4. We standardised operations and created a just in time strategy for our supplies and food

Similar to the Just in Time manufacturing standards popularised by Toyota, McDonald’s and General Motors, I standardised operations in the team such that there were structured steps, and any new person who joined the team will be able to get up to speed with 2 days of training and will be able to work with the team full-time and be fully efficient. We created online tutorials and made them into videos, and recorded them online so that people will be able to watch them.

We also created a just in time strategy for our supplies and food so that minimal food will be wasted every day (and if there were wastage, we donated them to the local YMCA). This was an important strategy as food waste is one of the highest cost for any food business.


“I do believe in the 80/20 rule, in which 80 per cent of the business came in at lunchtime and dinner time.”

5. We limited opening hours

This may sound simple, but I do believe in the 80/20 rule, in which 80 per cent of the business came in at lunchtime and dinner time. By simply trying to limit the opening hours, I was able to reduce the cost of labour, electricity and resources that could have been more leveraged upon during the busy periods. We also closed on Mondays to give everyone a break and re-energise, and focused our efforts on the timings of the week that had the most business.

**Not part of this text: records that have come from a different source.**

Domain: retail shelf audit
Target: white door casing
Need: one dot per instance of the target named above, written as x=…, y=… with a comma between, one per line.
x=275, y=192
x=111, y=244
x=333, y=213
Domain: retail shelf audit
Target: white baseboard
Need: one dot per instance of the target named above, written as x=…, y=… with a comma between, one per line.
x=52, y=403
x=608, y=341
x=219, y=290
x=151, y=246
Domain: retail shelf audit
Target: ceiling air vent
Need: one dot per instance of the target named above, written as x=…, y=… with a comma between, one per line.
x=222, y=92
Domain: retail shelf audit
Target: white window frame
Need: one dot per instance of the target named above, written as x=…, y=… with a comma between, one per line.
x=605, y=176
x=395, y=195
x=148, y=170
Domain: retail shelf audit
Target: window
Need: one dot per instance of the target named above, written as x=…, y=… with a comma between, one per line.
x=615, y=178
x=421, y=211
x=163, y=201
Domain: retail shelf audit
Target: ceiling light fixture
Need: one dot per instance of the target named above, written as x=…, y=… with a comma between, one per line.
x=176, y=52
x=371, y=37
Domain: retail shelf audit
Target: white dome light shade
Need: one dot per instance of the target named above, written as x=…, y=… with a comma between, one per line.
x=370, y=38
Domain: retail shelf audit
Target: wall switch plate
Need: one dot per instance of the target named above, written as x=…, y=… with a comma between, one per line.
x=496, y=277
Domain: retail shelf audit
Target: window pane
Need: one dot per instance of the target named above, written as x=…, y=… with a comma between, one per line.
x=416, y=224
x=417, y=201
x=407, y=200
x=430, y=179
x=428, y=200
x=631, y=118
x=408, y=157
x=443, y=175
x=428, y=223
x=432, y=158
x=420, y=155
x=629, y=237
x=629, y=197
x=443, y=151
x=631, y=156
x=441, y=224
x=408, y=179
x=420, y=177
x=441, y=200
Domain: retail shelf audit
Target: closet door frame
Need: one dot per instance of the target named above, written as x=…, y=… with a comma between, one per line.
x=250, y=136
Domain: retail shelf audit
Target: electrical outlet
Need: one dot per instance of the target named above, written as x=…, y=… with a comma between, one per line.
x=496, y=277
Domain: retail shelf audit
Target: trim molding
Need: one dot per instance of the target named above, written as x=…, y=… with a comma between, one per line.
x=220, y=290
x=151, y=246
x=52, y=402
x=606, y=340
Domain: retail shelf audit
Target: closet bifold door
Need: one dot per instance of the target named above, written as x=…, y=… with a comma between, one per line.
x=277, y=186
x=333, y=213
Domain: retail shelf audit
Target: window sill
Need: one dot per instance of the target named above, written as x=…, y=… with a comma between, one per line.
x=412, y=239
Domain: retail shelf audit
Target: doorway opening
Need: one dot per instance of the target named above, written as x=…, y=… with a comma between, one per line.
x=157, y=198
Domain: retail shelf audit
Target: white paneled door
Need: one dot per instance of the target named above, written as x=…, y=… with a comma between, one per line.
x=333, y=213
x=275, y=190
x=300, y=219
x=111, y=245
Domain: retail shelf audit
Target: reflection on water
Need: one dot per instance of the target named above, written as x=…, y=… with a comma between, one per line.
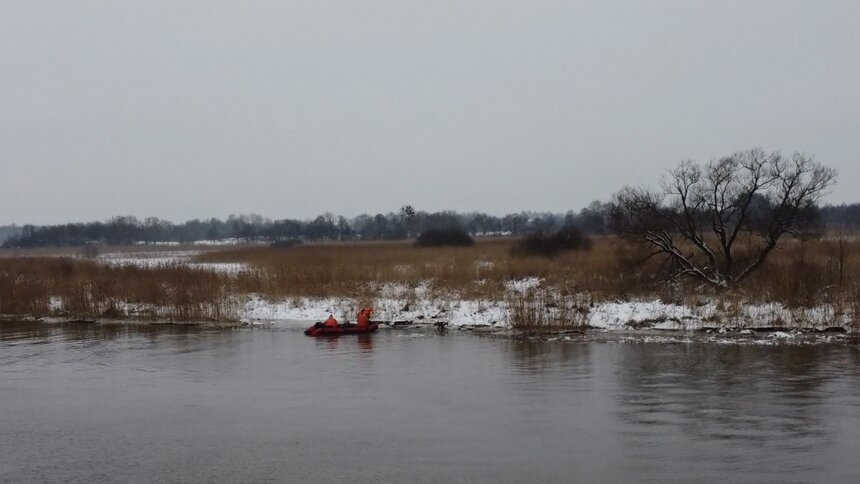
x=124, y=403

Overall, bootstrapping and starting a restaurant was one of the fun entrepreneurial journeys I have ever gone on, which involved dressing up as a tree (think Treehouse restaurant), to learning to hire many people in a very short amount of time, and learning to manage financials and operations. It was definitely one of the meaningful experiences of my life, and it has laid the foundation for me to work on Workstream to impact and transform the hiring experiences for companies hiring hourly workers.


This article was originally published by Workstream and has been republished here with permission.


2 thoughts on “How I Bootstrapped and Started a Restaurant for $15,000

  1. Lewis

    A good suggestion for startup entrepreneurs. I believe the initial investment is potentially a killer.
    looking into second-hand equipment, and best sourcing effort will of cos helps.